Reminder: Opioid painkillers like OxyContin and Percocet are crazy-addictive. So much so that, historically, they were strictly used short-term to treat acute pain or for palliative (end-of-life) care. But, according to the lawsuit, by the late 1990s, each of the five defendants began to market long-term use of opioids to treat chronic pain by downplaying their addictiveness and exaggerating their effectiveness. Basically, they've been accused of persuading doctors and patients to believe, without any "good evidence," that opioids weren't unsafe for long-term use and were the best treatment for chronic pain.
If you're thinking: Wait, do drug companies really have that much clout? In short: Abso-fucking-lutely. Prescribing doctors and other healthcare providers rely on these drug companies' statements when making treatment decisions, believing their marketing claims are backed by science and medical evidence. Which is why, in an interview with NPR, DeWine said he believes much of the fault rests on these companies' actions.
"There was a concerted effort for an extended number of years to really pound this into the heads of doctors," DeWine told NPR. "And when you're told something time and time and time again and there's a lot of advertising [money] that is being spent...it takes a while to turn that around." Last year, 2.3 million Ohio residents were prescribed opioid painkillers, nearly a fifth of the state's population, DeWine said.
According to the Centers for Disease Control and Prevention, 3,310 Ohio residents died from overdoses in 2015—up 21.5 percent from 2014—meaning the state had the 4th highest rate of overdose death in the US, behind only West Virginia, New Hampshire, and Kentucky.
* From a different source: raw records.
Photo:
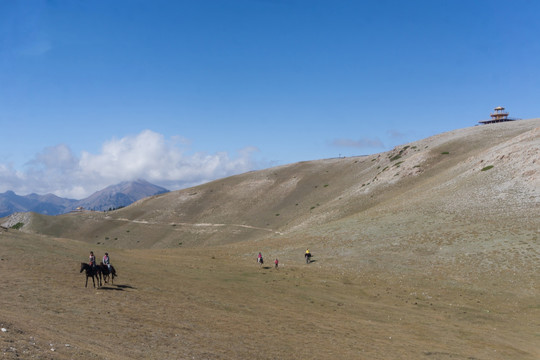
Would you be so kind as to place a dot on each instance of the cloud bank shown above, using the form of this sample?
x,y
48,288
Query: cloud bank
x,y
148,155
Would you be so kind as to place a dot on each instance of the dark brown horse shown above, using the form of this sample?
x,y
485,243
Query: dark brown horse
x,y
91,272
106,273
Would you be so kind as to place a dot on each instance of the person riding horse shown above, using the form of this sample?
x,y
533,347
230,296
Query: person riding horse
x,y
107,261
92,260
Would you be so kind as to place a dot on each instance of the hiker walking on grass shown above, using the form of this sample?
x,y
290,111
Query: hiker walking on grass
x,y
92,260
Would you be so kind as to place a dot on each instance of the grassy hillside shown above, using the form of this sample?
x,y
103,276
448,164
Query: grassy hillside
x,y
428,251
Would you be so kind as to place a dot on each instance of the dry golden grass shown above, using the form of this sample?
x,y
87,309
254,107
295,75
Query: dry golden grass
x,y
427,259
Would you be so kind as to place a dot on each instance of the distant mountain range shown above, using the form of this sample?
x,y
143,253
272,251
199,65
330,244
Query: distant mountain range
x,y
112,197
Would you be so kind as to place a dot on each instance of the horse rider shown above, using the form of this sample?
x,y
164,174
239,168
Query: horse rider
x,y
92,259
106,261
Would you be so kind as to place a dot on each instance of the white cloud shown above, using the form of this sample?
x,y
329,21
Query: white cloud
x,y
148,156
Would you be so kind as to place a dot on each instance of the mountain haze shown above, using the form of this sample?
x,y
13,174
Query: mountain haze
x,y
429,251
437,178
112,197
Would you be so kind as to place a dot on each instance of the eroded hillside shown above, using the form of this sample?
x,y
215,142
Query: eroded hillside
x,y
490,170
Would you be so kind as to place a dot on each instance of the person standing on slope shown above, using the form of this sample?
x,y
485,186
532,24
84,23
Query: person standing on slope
x,y
106,261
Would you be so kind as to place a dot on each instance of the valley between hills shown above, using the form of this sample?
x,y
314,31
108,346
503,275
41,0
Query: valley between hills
x,y
428,251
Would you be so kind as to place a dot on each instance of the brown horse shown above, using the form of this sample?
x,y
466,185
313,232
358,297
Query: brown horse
x,y
106,273
91,272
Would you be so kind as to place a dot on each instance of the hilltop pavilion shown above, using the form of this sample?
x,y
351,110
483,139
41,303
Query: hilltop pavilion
x,y
499,115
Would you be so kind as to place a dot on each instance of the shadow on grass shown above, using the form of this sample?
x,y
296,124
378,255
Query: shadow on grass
x,y
110,288
124,286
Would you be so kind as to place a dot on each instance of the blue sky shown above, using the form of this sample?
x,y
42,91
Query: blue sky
x,y
182,92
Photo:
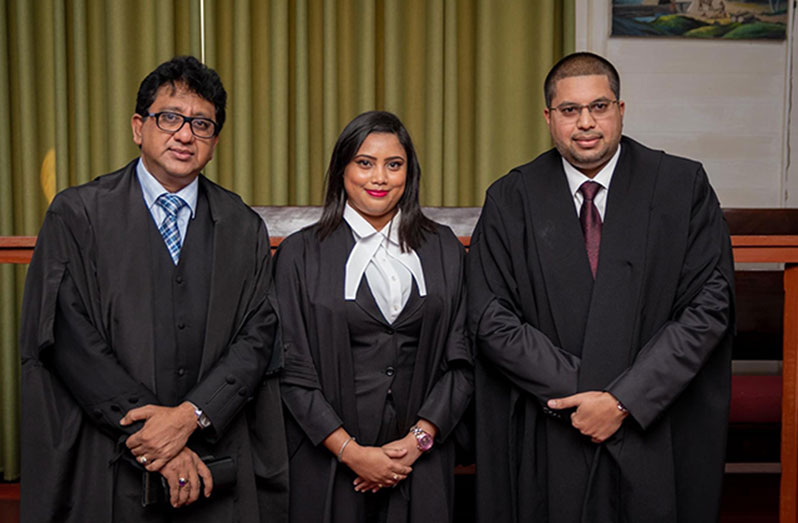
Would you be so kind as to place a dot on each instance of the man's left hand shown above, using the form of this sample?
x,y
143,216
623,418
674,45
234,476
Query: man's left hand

And according to early numbers from some counties, overdose deaths increased by at least 30 percent in 2016; the Columbus Dispatch put the total at 4,169. While opioids are still largely to blame in Ohio—they caused 85 percent of all overdose deaths in 2015—people are also overdosing on illicit drugs like heroin and fentanyl. Because prescription opioids are so expensive, many resort to cheaper drugs like heroin for a similar high.
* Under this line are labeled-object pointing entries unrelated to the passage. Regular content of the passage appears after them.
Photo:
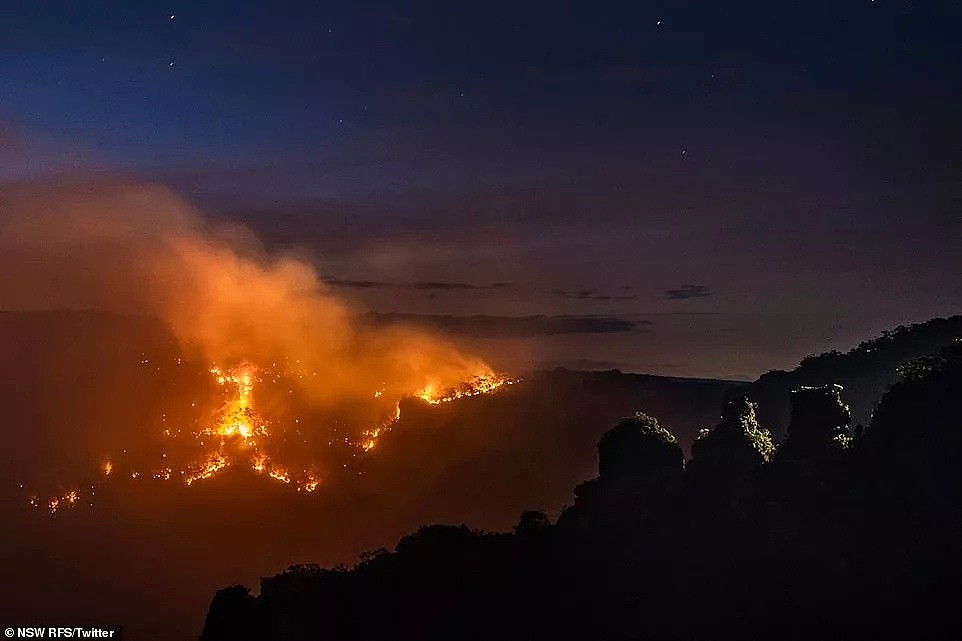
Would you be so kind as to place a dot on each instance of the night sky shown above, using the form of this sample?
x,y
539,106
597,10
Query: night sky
x,y
698,189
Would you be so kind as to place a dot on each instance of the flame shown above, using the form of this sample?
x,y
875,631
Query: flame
x,y
238,433
484,384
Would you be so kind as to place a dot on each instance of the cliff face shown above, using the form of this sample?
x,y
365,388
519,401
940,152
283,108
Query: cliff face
x,y
755,546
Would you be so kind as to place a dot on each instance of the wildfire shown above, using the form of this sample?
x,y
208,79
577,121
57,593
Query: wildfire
x,y
485,384
239,435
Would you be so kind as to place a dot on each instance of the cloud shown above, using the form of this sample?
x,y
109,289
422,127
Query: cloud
x,y
103,242
589,294
482,326
688,291
431,285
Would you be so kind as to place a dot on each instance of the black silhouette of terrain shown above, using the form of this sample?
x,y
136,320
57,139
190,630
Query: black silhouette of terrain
x,y
831,535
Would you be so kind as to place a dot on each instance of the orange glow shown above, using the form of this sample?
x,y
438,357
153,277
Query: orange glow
x,y
237,433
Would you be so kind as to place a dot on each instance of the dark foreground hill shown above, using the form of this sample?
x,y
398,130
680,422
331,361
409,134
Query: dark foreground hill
x,y
78,386
833,535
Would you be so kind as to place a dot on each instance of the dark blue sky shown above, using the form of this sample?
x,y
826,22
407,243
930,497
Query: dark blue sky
x,y
746,182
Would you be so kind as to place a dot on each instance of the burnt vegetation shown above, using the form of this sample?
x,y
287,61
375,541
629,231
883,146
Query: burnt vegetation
x,y
834,531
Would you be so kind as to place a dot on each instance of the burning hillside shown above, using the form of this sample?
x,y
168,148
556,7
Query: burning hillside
x,y
238,435
126,247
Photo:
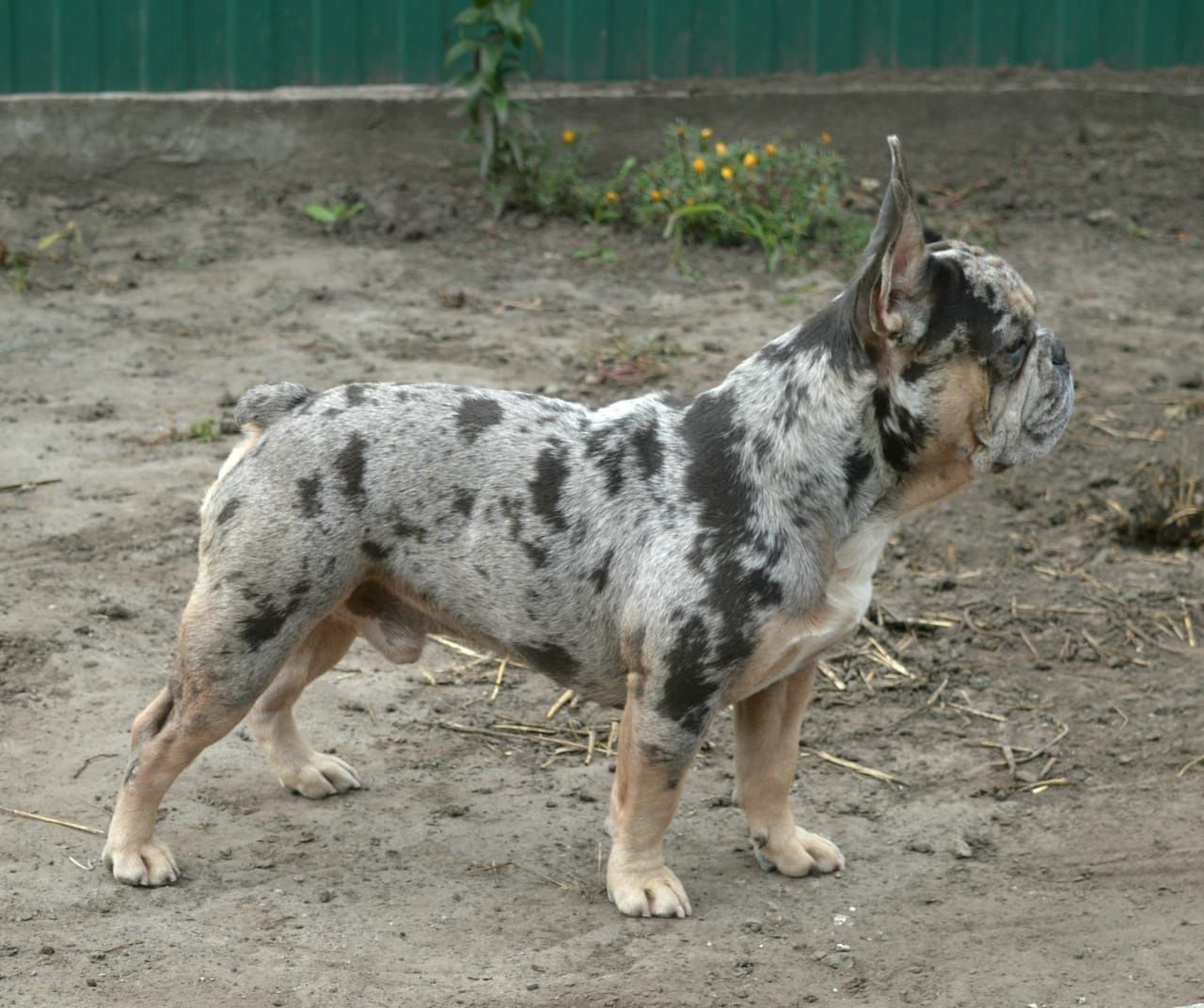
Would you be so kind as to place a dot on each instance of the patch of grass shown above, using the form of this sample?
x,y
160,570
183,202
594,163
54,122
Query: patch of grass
x,y
334,213
203,431
494,34
63,245
626,361
1169,509
789,199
The state is asking that the manufacturers own up to any allegations of wrongdoing and stop falsely promoting opioids, and is also seeking damages for the millions it has spent on the crisis so far, as well as compensation for Ohio residents who paid for opioids to treat chronic pain.
Only a few companies have responded to the allegations so far: A spokeswoman for Janssen called the lawsuit "legally and factually unfounded," and went on to say that the company "acted appropriately, responsibly, and in the best interests of patients regarding our opioid medications," in a statement to the Cleveland Plain Dealer. Purdue Pharma also issued a statement to The Plain Dealer, noting their involvement in combating the opioid crisis by developing abuse-deterrent technology, advocating for prescription drug monitoring programs, and supporting access to the opioid overdose treatment Naloxone. The other three manufacturers have yet to comment.